Feche a porta e faça o que eu mandar esta noite
Feche a porta com chave. Desligue o telefone para todos, menos para mim. E agora, devagar, tire a roupa.
Eu sei que você está sozinho. Sei que você está há dias esperando esta mensagem, aquela nota de voz que eu prometi quando fui viajar e deixei você com a vontade pela metade. Aqui estou. Você não me vê, mas eu estou olhando você com a imaginação, e acredite: o que imagino já é suficiente para me deixar inquieta.
Quer gozar comigo mesmo que estejamos a quinhentos quilômetros? Então só existe uma regra: obedeça.

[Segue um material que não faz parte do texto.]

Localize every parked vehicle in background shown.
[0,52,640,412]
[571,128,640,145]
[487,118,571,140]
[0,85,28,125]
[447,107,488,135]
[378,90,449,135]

Eu também não vim vestida para esta chamada. Estou usando o conjunto que você tanto gosta, o de renda preta com dois lacinhos vermelhos sobre o peito. Vesti pensando em você, em frente ao espelho de um quarto de hotel que cheira a desconhecido. Ele me cai melhor do que da última vez. Realça tudo, levanta, aperta onde tem que apertar. Se você me visse agora, deixaria de respirar por um segundo, eu sei.
Já se despiu? Não me faça repetir.
Quero que você comece devagar, sem pressa, como se tivéssemos a noite toda, porque nós temos. Leve uma mão ao peito e se acaricie. Não ria, faça. Brinque com os mamilos, passe a ponta do dedo em círculos lentos até senti-los despertar. Sorria. Aproveite. Eu estou fazendo o mesmo, sentada na beira da cama, com uma perna cruzada sobre a outra e o coração já me batendo na garganta.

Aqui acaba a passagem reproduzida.